理由もなく強烈な眠気に襲われる、感情が高ぶると急に力が抜けてしまう――。そんな不思議な症状の裏には、実は「ナルコレプシー」という病気が隠れていることがあります。眠りのクリニック神楽坂の伊東先生がセルフチェックのポイントを解説します。
※2025年12月取材。

監修医師:
伊東 若子(眠りのクリニック神楽坂)
2003年、秋田大学医学部卒業。秋田大学大学院医学系研究科博士課程修了。旭川医科大学精神医学講座、岩手県立南光病院、サウスカロライナ大学Public Health研究留学、睡眠総合ケアクリニック代々木、神経研究所附属晴和病院、小石川東京病院を経て、2025年3月、眠りのクリニック神楽坂を開院。

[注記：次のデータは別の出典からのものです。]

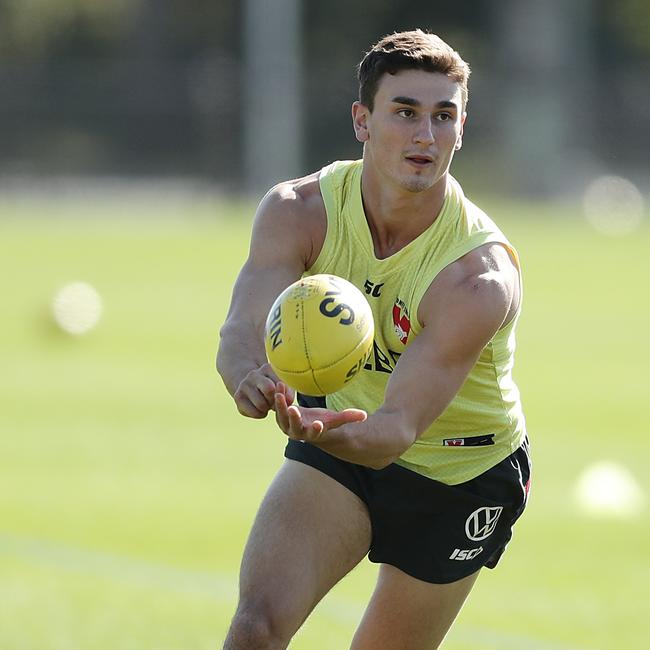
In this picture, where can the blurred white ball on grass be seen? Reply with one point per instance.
(608, 489)
(613, 205)
(77, 308)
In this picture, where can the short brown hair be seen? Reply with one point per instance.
(415, 50)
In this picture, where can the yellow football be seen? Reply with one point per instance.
(319, 333)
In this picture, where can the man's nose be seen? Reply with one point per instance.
(424, 133)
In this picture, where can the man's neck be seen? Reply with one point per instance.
(396, 216)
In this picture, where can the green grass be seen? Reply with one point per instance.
(128, 482)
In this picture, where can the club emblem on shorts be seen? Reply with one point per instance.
(482, 522)
(401, 320)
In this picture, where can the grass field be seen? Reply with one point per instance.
(128, 482)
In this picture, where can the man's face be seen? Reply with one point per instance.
(415, 126)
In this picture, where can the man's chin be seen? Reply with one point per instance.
(416, 185)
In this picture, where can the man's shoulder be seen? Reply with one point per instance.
(300, 196)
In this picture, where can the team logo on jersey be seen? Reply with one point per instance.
(401, 320)
(482, 522)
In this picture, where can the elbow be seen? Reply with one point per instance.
(401, 444)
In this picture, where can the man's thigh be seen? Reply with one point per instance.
(408, 614)
(309, 532)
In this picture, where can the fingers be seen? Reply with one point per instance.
(255, 396)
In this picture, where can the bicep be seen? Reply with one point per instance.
(459, 323)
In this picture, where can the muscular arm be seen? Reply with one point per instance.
(288, 231)
(462, 310)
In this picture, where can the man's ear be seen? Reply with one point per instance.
(360, 114)
(459, 139)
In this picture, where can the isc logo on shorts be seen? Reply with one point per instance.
(466, 553)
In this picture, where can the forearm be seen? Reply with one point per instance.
(378, 441)
(241, 350)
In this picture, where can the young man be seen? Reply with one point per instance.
(422, 461)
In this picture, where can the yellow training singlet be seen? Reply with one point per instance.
(484, 423)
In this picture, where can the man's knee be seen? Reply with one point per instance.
(256, 626)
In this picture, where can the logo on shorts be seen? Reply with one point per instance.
(482, 522)
(465, 553)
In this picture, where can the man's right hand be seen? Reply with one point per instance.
(255, 395)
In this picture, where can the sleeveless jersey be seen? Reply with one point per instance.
(484, 422)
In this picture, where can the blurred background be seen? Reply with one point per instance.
(136, 137)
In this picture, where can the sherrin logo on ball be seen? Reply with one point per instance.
(319, 334)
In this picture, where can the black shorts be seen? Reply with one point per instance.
(434, 532)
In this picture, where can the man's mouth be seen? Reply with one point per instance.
(420, 160)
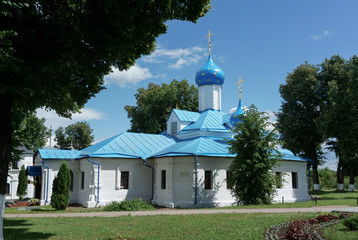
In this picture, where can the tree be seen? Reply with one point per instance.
(22, 186)
(79, 135)
(28, 131)
(336, 117)
(155, 103)
(53, 54)
(299, 111)
(255, 148)
(61, 188)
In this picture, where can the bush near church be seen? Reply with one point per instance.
(61, 188)
(22, 187)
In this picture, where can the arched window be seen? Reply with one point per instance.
(71, 185)
(7, 190)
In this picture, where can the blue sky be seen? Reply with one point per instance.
(262, 40)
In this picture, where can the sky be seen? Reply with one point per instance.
(261, 40)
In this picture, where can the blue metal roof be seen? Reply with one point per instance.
(125, 145)
(202, 146)
(210, 120)
(186, 116)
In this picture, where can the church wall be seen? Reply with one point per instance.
(163, 197)
(139, 184)
(209, 97)
(287, 191)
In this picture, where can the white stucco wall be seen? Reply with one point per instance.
(139, 180)
(13, 178)
(209, 97)
(180, 183)
(290, 194)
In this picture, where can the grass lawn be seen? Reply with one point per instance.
(326, 198)
(338, 232)
(213, 226)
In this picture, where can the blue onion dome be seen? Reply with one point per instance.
(210, 74)
(234, 119)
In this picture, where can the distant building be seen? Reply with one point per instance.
(184, 167)
(13, 176)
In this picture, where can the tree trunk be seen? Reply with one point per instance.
(316, 185)
(5, 148)
(340, 174)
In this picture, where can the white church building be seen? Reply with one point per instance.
(184, 167)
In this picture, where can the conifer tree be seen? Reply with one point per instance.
(255, 148)
(61, 188)
(22, 187)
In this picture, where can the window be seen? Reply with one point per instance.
(228, 175)
(7, 189)
(294, 180)
(174, 128)
(124, 180)
(164, 180)
(278, 180)
(82, 180)
(208, 180)
(71, 185)
(15, 164)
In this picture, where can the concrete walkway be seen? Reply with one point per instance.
(167, 211)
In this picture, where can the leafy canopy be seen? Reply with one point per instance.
(251, 176)
(155, 103)
(78, 135)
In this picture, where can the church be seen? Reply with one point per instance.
(183, 167)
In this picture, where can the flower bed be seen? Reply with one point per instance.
(302, 229)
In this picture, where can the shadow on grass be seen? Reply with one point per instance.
(21, 229)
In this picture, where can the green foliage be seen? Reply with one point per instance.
(351, 223)
(132, 205)
(28, 131)
(327, 178)
(22, 187)
(298, 113)
(61, 188)
(255, 148)
(155, 103)
(78, 134)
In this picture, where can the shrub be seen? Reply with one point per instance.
(351, 223)
(61, 188)
(132, 205)
(22, 187)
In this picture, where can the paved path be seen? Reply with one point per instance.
(183, 212)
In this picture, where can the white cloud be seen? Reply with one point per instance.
(324, 34)
(176, 58)
(132, 76)
(55, 121)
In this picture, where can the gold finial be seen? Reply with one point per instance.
(240, 82)
(209, 35)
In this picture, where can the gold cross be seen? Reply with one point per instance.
(240, 82)
(209, 35)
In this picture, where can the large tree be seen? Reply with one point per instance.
(336, 107)
(77, 135)
(251, 176)
(300, 109)
(28, 131)
(155, 103)
(339, 113)
(53, 54)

精神科病院にて精神科一般治療に従事した後、睡眠障害を中心とした診療と睡眠臨床研究に長年従事している。
ナルコレプシーとは?
編集部
そもそも、ナルコレプシーとはどのような病気ですか?
伊東先生
ナルコレプシーは、日中に強烈な眠気が襲ってくる睡眠障害で、覚醒を維持する脳の仕組みに異常が生じて起こると考えられています。単なる寝不足や疲労とは異なり、本人の努力ではコントロールできないのが特徴です。
編集部
誰でもなり得る可能性があるのですか?
伊東先生
はい、その通りです。また、発達障害の人の一部はナルコレプシーのような眠気の問題を持っていることがあります。
編集部
どのようなときに眠ってしまうのですか?
伊東先生
授業中、会議中、歩行中など、状況を選びません。10〜20代で発症しやすく完治することがないため、生活や学業、仕事に大きな影響が出る病気です。
編集部
夜に眠れないこともあるのでしょうか?
伊東先生
はい。夜間睡眠が浅くなり、何度も目が覚める睡眠の問題もよく見られます。
編集部
自力で治すことはできますか?
伊東先生
基本的に、意志や根性で眠気を抑えることは困難とされています。周囲から「怠けている」「集中力がない」と誤解されることがありますが、本人の努力不足とは無関係です。症状を改善するには、専門医による治療を受けることが必要です。
ナルコレプシーが疑われる症状とは? 見逃しやすい症状は?
編集部
ナルコレプシーが疑われる典型的な症状について教えてください。
伊東先生
最も特徴的なのは、日中に強烈な眠気が襲い、意図せず眠ってしまう「睡眠発作」です。数分〜20分眠ると回復するため、居眠り癖と勘違いされやすい点が特徴です。いったん回復してもすぐに眠くなるといった症状が一日中続きます。
編集部
ほかには、どのような症状がありますか?
伊東先生
笑ったり驚いたりした瞬間に力が抜けて倒れそうになる、「情動脱力発作(カタプレキシー)」ですね。該当する場合、ナルコレプシーを強く疑います。ほかにも、寝入りばなに金縛りが起きやすい、鮮明な幻覚を見るといった症状にも注意が必要です。ただし、情動脱力発作は必ず起こるわけではありません。
編集部
見逃されやすい症状もあるのでしょうか?
伊東先生
睡眠の分断、集中力低下などは、よくある症状として軽視されがちです。しかし、これらもナルコレプシーと関連があると考えられています。特に思春期においては見逃されやすく、授業態度の問題と誤解されることもあります。
編集部
強烈な眠気は、毎日起こるのですか?
伊東先生
個人差はありますが多くの場合、毎日症状が起こります。そのため、「大事なテストの時に眠ってしまった」「重要な会議で眠気に襲われた」など、日常生活に不便を感じている人が少なくありません。